Die Herausforderung der Ungleichheit: Weichenstellungen für die Zukunft
Man könne da, so Rüttinger, schon einmal über die Maßstäbe nachdenken. Worte, die die SPD-Chefin später aufgriff und erklärte, dass das drängendste Problem nicht die Migration, sondern die Ungleichheit sei. Der parteilose Bürgermeister setzte den Schwerpunkt da etwas anders. Die Probleme seien derart stark ineinander verschlungen, dass man von multiplen Krisen sprechen muss. Von Ukraine und Gaza über Klimawandel und Migration bis zum schwindenden Vertrauen in die Politik, eben diese Probleme zu bearbeite, sei eine für die Demokratie gefährliche Melange entstanden.

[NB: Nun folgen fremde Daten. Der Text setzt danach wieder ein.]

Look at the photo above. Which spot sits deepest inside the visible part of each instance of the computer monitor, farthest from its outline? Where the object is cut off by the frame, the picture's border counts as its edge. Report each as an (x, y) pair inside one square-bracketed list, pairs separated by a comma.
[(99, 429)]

Er forderte einen gemeinsamen Kraftakt aller demokratischen Parteien auf der Suche nach einem Weg, der sowohl für Deutschland als auch Europa wieder mehr Zuversicht zulasse. Und, direkt in Richtung Esken, Bund und Länder müssten dafür sorgen, dass die Kommunen ihrer Aufgaben auch gerecht werden könnten. Also für eine finanzielle Ausstattung auf Höhe der Probleme sorgen. „Uns geht ansonsten die Luft zum Atmen aus.“ Entscheidend sei auch in der Demokratie das Tun.

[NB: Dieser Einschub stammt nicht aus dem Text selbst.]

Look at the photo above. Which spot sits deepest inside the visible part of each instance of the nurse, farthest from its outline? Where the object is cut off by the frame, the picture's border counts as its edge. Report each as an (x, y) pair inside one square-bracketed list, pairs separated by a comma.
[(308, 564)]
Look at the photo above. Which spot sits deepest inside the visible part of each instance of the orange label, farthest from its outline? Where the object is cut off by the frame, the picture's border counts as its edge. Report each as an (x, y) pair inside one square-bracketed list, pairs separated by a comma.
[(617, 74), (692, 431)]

Worte, die der Landtagsvizepräsident Born mit einer Geschichte des Autors Antoine de Saint-Exupéry verstärkte. Wenn du ein Schiff bauen willst, beginne nicht damit Holz zu sammeln und einen Hammer in die Hand zu nehmen, sondern erwecke die Sehnsucht nach dem Meer. Dieser Gedanke des französischen Schriftstellers greift in Borns Augen zu kurz. Denn irgendwann muss jemand einen Hammer nehmen und anfangen zu bauen.
Und die SPD bestehe aus Menschen, die eben diesen Hammer in die Hand nähmen und die Welt zu einem besseren Ort machen wollen. Gerade jetzt, wo Kräfte wie lange nicht mehr, sich an demokratischen Strukturen abarbeiteten, sei dieses konkrete Tun wichtig wie nie. Das „Nie wieder, das in Sonntagsreden so gerne hochgehalten wird, werde jetzt nämlich konkret. „Die Demokratie ist das Beste was wir haben, wir dürfen sie nicht im Stich lassen.“ Der Preis wäre horrend.

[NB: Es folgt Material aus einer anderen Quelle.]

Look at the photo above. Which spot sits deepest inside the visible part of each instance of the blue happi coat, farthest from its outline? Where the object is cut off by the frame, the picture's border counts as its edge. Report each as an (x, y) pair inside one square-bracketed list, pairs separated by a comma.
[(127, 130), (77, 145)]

Die Sozialdemokratie als Motor für Veränderung: Visionen für eine solidarische Gesellschaft
Eine Sicht, die Esken in ihrer Rede unterstrich. Die SPD sei die Kraft, die sich seit 160 Jahren für die Demokratie und ihr Fundament, die Solidarität mit den Schwächsten, einsetzte.
Gerade die SPD habe mehrfach bewiesen, dass die sogenannten „Kleinen Leute“ Großes bewegen können. Die Zimmermannstochter Marie Juchacz, Gründerin der Arbeiterwohlfahrt und erste Rednerin im Jahr 1919 in der Weimarer Nationalversammlung. Der Gastwirtsohn Otto Wels, der Hitler mutig die Stirn bot und natürlich Willy Brandt, Sohn einer Verkäuferin, der sozialdemokratische Werte enorm wirkmächtig machte. Und gerade diese Werte müssten wieder mehr zum Zentrum werden.
„Unser Problem ist nicht die Migration, sondern die Ungleichheit.“ Das heißt nicht, dass Grenzkontrollen überflüssig oder gar Abschiebungen ausbleiben könnten. Im Gegenteil, auch wenn es schmerze, es sei wichtig. Wichtig sei aber auch der Blick auf die ökonomisch Schwachen. Ihre Chancen auf Leben seien der Gradmesser für die Sozialdemokratie.
Heißt für sie, bevor bei den Schwächsten gekürzt werde, muss die Schuldenbremse reformiert werden. Es müsse einen Unterschied machen, ob der Staat in Infrastruktur und die Transformation der Wirtschaft investiere oder ob er den kurzfristigen Konsum befeuere. Sie könne jedenfalls keine Generationengerechtigkeit in kaputter Infrastruktur, maroden Schulen oder ungebremsten Klimawandel erkennen. Es war ein kämpferischer SPD-Geburtstag. Ziemlich passend kurz vor dem Jahr mit wichtigen Wahlen von Europa bis zu den Kommunen.